Sue and I shared a room in the homestay. It had four generous single beds, a high ceiling and two large windows, despite which it was stuffy. I climbed onto the sill, gingerly placing my toes between the seried ranks of cactus plants, to let in some air but the windows were nailed shut. Marat had expressed concern about the combined weight of our luggage and the kit. As we were riding without vehicle backup everything was to be carried by the horses. Jonny had already confided that he had asked for an additional packhorse at the expense of one ‘horse-boy’. We emptied our bags onto the beds and discarded everything but essential clothes, lotions, potions and cameras. IPhones, iPads, iPods, books and spare clothes went into bags to be taken to meet us at the end of the ride. Reluctant to cut down on the vodka we decanted it into plastic water bottles under the raised eyebrows of the homestay owner. On our first ride a few bottles had gone missing ‘in transit’ round Tash Rabat so we reckoned that decanting it into water bottles might not only benefit the pack horses. Nicola had an impressively steady hand. What didn’t fit we accommodated.

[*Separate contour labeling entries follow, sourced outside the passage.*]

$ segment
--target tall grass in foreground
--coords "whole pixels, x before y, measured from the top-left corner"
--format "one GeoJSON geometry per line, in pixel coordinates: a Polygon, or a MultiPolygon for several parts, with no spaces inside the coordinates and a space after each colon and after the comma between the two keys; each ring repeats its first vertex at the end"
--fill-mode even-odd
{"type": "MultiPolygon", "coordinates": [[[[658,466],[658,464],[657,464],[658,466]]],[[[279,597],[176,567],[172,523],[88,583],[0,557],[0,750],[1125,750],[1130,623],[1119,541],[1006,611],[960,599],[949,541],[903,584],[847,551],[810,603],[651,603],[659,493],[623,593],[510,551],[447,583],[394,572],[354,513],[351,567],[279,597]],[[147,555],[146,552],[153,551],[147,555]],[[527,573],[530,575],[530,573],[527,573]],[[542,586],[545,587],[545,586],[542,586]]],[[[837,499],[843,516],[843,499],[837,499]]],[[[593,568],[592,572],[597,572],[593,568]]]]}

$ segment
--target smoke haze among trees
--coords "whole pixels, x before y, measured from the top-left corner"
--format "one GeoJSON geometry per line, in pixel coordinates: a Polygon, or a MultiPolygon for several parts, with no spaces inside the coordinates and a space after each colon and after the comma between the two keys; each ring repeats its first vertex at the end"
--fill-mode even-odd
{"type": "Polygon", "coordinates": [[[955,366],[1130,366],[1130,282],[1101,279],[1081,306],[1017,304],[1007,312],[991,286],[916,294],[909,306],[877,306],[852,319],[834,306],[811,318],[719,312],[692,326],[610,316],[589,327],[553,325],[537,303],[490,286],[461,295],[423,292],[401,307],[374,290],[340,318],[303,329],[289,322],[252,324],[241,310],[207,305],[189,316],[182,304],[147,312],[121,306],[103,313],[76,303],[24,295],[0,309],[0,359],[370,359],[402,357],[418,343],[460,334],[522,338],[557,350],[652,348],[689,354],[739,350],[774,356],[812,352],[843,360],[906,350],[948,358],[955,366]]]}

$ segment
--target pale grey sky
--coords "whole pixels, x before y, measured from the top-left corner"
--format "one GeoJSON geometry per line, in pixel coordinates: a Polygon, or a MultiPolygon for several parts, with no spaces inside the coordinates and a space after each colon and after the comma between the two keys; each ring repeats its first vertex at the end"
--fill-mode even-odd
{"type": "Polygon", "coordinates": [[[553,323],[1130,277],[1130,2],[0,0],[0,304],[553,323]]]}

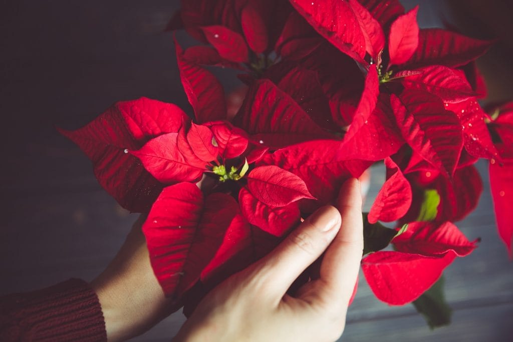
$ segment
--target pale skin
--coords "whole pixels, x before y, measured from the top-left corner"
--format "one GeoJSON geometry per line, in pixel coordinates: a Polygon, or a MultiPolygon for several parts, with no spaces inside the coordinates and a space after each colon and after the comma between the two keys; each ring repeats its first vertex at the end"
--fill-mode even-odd
{"type": "MultiPolygon", "coordinates": [[[[362,258],[361,207],[360,183],[349,179],[336,207],[320,208],[270,254],[218,285],[173,340],[336,340],[344,331],[362,258]],[[287,294],[294,280],[320,257],[318,276],[293,296],[287,294]]],[[[109,341],[139,335],[172,310],[153,274],[144,236],[136,226],[114,260],[92,283],[109,341]]]]}

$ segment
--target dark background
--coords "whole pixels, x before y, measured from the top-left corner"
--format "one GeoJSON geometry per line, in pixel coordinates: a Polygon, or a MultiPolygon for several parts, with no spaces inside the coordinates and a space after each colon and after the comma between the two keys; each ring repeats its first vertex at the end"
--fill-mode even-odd
{"type": "MultiPolygon", "coordinates": [[[[415,4],[403,2],[408,8],[415,4]]],[[[468,35],[501,39],[480,66],[490,99],[511,99],[510,2],[416,2],[421,27],[446,20],[468,35]]],[[[171,36],[162,32],[178,1],[0,4],[0,294],[70,277],[90,280],[113,257],[135,217],[103,190],[88,159],[54,127],[77,128],[114,102],[142,96],[190,108],[171,36]]],[[[513,267],[497,236],[486,163],[478,167],[485,192],[458,226],[483,242],[446,272],[452,325],[430,331],[411,306],[379,302],[362,277],[344,340],[500,341],[511,335],[513,267]]],[[[372,172],[371,198],[384,177],[382,168],[372,172]]],[[[175,314],[139,340],[169,340],[183,319],[175,314]]]]}

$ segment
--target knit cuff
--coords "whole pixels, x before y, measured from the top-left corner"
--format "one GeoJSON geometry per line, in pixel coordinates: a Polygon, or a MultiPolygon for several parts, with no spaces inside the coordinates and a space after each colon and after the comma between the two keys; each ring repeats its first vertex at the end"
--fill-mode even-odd
{"type": "Polygon", "coordinates": [[[83,280],[0,297],[0,340],[106,341],[98,297],[83,280]]]}

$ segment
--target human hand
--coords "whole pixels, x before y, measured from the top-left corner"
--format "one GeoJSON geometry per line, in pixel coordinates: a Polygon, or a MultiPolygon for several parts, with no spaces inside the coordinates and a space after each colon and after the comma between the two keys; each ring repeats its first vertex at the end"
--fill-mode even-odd
{"type": "Polygon", "coordinates": [[[334,341],[342,334],[363,249],[362,196],[356,179],[337,209],[312,214],[271,253],[210,292],[175,341],[334,341]],[[340,212],[339,212],[340,211],[340,212]],[[325,251],[319,277],[286,293],[325,251]]]}
{"type": "Polygon", "coordinates": [[[139,217],[115,257],[91,283],[109,341],[140,335],[178,309],[171,306],[153,274],[141,230],[145,218],[139,217]]]}

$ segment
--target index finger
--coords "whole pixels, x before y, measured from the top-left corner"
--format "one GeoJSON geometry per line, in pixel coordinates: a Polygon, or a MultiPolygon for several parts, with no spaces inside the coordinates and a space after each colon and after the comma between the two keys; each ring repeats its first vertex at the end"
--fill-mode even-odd
{"type": "Polygon", "coordinates": [[[337,199],[342,224],[326,250],[319,275],[328,292],[347,304],[358,277],[363,250],[363,222],[360,182],[351,178],[342,186],[337,199]]]}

This was another error as by the time we had eaten the delicious, home-cooked supper we all felt pretty mellow. Then, as wicker chairs were drawn up facing the covered platform in the garden that we had used as a cocktail lounge, it became obvious that it was a stage. The local manaschi had been invited to enlighten a soi-disant professional French storyteller staying in the homestay, who was doing a thesis on Manas for her PhD. It was to be a treat for us too. As dusk fell we were invited to take up our seats, the manaschi mounted the stage, sat facing us cross legged, shut his eyes and off he went.

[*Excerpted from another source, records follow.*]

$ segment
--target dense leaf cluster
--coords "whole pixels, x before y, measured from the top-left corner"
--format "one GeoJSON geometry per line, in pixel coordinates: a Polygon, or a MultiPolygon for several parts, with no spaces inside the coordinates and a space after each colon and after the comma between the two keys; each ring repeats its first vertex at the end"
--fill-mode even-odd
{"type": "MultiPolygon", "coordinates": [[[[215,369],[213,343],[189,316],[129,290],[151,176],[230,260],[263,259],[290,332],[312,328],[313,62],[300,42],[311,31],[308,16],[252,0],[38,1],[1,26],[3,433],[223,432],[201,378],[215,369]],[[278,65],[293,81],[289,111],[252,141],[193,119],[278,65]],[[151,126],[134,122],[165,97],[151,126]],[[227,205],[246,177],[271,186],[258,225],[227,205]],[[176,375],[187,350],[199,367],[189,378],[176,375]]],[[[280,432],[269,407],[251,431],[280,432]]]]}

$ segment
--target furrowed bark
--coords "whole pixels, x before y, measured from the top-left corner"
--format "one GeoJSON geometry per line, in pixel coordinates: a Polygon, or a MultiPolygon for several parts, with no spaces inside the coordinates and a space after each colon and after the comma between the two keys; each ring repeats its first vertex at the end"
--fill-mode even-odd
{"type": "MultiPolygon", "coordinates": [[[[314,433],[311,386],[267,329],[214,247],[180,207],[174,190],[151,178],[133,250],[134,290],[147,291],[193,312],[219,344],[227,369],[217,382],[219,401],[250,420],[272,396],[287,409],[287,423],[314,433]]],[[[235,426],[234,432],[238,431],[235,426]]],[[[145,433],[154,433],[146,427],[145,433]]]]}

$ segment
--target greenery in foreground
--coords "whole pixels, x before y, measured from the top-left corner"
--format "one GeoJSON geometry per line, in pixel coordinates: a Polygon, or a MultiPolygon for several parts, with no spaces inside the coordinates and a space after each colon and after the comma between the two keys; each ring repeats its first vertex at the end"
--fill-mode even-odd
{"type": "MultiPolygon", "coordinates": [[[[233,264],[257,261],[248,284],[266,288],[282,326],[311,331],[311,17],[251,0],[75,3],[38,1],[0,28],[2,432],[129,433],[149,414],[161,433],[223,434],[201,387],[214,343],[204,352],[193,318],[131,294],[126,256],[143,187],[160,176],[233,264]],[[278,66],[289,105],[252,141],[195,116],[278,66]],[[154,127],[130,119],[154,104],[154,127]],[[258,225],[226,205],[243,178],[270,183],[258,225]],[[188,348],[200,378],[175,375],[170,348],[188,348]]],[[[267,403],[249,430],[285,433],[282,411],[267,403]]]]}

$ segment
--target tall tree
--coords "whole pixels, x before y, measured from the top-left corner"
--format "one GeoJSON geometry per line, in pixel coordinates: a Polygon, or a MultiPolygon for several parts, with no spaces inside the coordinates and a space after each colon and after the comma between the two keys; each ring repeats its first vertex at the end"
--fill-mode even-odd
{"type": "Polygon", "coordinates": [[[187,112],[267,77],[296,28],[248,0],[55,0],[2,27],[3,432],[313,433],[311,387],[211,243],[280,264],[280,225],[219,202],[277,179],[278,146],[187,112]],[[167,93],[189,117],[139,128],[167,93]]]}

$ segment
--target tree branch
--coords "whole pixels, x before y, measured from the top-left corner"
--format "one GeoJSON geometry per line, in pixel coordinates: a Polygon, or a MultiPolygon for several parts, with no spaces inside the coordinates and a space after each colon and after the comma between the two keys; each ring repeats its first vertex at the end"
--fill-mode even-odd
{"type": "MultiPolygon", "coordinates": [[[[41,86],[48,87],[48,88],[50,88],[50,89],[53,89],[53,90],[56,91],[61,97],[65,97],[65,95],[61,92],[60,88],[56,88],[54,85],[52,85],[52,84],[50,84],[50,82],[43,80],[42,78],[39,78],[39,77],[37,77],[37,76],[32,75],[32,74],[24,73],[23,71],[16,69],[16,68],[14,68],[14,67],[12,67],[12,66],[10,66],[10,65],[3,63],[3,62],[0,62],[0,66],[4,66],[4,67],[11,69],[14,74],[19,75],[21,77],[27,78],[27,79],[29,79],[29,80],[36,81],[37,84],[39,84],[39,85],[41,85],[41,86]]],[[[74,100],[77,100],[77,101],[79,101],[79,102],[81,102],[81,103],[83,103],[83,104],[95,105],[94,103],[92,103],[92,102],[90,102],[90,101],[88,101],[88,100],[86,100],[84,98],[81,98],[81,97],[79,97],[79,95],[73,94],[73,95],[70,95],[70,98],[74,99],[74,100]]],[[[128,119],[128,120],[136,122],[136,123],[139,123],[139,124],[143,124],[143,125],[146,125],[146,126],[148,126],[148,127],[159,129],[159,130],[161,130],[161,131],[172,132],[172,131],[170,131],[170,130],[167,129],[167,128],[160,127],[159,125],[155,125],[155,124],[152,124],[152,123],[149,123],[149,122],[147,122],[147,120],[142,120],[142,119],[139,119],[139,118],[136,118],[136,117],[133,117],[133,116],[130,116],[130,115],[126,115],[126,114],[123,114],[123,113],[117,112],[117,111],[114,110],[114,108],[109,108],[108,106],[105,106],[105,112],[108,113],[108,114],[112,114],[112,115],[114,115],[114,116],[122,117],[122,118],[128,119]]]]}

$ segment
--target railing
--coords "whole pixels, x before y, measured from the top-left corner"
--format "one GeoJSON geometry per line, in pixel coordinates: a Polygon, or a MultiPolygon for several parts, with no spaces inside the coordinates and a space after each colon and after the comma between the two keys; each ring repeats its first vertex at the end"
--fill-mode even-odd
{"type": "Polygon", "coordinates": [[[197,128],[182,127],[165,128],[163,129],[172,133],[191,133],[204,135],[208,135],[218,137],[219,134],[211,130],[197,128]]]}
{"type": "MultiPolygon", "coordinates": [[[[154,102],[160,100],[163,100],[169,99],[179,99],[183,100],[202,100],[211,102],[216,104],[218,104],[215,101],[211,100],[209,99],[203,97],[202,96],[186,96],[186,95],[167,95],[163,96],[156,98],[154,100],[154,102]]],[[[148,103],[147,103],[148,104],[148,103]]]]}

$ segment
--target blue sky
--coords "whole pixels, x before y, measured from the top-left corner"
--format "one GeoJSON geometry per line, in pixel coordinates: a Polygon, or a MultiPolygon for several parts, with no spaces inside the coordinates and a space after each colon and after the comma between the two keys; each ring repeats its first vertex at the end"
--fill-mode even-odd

I am sure that for anyone to remember over half a million words of legend there must be some good stories but I imagine that he spoke his selection of tales in Kyrgyz kypchak. Not understanding a word, all of which were delivered in a monotone drone, was pretty soporific and I am told that I went to sleep. I bet that I was not alone. The French PhD student was so enraptured we didn’t dare ask, after what seemed well over an hour, whether she had understood any of it.
In the morning we were fed as though we would never again have the option of breakfast and while the guys loaded the mini-bus our hostess, who spoke a little English, proudly showed us photographs of her daughter and American son-in-law. The photographs had been hung like flying ducks across the hallway. In all of them the son-in-law was in starched U.S. Army uniform and sported an unforgiving crew cut. Although apparently only married for a couple of years the daughter already looked all American in a Jackie O way. He was stationed at the vast Ul Udeid Air Base in Qatar. The dusty suburbs of Talas with a yurt in the back garden and a stage for the manaschi, must have seemed light years away.
Before leaving we had to photograph the family, and they us. We were to be the first Europeans to ride these Talas mountains and they made us feel a bit like Scott heading for the Antarctic.